From: Stephen Lauf
To: design-l@lists.psu.edu
Subject: Re: lack of life
Date: 2002.01.19 11:46

Sometime in the mid 1970s I heard that the first friend of my life went missing, and then a month or so later her body was found in some South Carolina woods near where she and her family had moved to. Janet married quite young (I heard), and also divorced quite young. Her ex-husband was high on the suspect list.

While spending the summer of 1981 in Washington DC, I learned that Jim Williams shot Danny H. and that Jim was accused of murder. Here I knew (or at least met a few times) both the killed and the killer. You too might know the story by having either read or seen Midnight in the Garden of Good and Evil. In the years after jail in the early 1980s, Jim and I shared the same best friend, and thus I then had a closer than usual but still literally distant friendship with Jim. With all the stuff that I (and very few others) know, why aren't I busy trying to write the next record breaking best-seller? I even have copies of letters that Jim wrote while he was in jail, but somehow "laws of silence" unwittingly prevail. [One of Jim's favorite phrases was "You don't know a thing." As far as I know, I'm the only person to have said "You don't know a thing" to Jim in the same way he used to say it to others. Another thing that is not generally known is that one of Jim's strongest motivations was to continually "Piss off the right people."]

And then in (I think) 1986 Isma'il Raji al-Faruqi and his wife Lois Lamya al-Faruqi were brutally murdered in their Philadelphia suburban home. I was good friends with their architect-student niece, and even dated one of their daughters a couple of times (I know we at least saw Saturday Night Fever together). Faruqi was the last Palestinian governor of Galilee, and then head of the Religion Department at Temple University. I only learned of Faruqi's past political position after his death; I certainly didn't know it the night he drove me home after a late night charette.

["And we become these human jukeboxes, spilling out these anecdotes!" -- Six Degrees of Separation]

Meanwhile (kind of) Theodosius is still lying in state at Milan, and "he's" going to be there for 38 more days. I have no idea why the laying is state is to take so long except that the total forty days may be some kind of reenactment of the forty days Christ spent in the desert, which is today reenacted annually via Lent. Perhaps this was somehow Ambrose's design, because it is interesting that after forty days, Ambrose should then deliver an obituary within which is the story of how the True Cross was found. [Get it? First Lent and then the Crucifixion.]
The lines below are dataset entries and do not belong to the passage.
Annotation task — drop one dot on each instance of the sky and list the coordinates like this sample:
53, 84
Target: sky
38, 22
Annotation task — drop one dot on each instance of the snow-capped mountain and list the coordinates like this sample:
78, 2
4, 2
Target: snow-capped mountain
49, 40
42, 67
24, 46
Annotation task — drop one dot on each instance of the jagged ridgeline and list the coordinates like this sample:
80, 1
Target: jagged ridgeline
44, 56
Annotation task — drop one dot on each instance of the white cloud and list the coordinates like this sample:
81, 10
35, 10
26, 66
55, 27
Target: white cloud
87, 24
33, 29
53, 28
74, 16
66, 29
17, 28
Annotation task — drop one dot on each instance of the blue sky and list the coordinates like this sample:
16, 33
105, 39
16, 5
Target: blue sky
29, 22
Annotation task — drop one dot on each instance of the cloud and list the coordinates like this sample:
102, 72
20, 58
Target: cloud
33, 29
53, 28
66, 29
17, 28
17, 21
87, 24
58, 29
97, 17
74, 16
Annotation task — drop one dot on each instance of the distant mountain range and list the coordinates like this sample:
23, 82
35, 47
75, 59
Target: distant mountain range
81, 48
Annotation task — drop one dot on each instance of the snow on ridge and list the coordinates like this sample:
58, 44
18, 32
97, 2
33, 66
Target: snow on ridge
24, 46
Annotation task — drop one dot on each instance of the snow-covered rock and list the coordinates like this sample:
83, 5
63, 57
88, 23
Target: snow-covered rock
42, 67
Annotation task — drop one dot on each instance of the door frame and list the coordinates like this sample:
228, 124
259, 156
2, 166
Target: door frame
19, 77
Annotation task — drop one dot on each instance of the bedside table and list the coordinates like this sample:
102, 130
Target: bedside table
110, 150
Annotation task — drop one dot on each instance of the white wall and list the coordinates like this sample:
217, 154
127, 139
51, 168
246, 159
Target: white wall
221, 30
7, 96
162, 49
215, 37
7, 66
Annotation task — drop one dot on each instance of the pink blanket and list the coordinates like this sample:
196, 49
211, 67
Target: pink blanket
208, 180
So, now that you have a fairly good idea of who Ambrose and Theodosius are, it is time to learn more of Honorius (the younger son of Theodosius who is now Emperor of the West) and his wife Maria. Honorius was the last ancient ruler to [re]build the walls of Rome (because of the "Gothic Wars" -- Christian "Goths" that is) and he also built an imperial mausoleum attached to the original Basilica of St. Peter's. Sometime in the 1500s the sarcophagus of Maria was discovered (very likely while the old basilica was being demolished to make way for the new/present one). The sarcophagus of Maria may well be the last substantial imperial artifact of (the city of) Rome, and after an illustrious title page and a frontispiece, it is an image of the sarcophagus of Maria that Piranesi uses to begin his Campo Marzio publication. In a most elegantly covert way, Piranesi began the 'history' of the Campo Marzio with what is really it's ending, and what is probably the world's greatest designed architectural inversionary double theater goes on from there.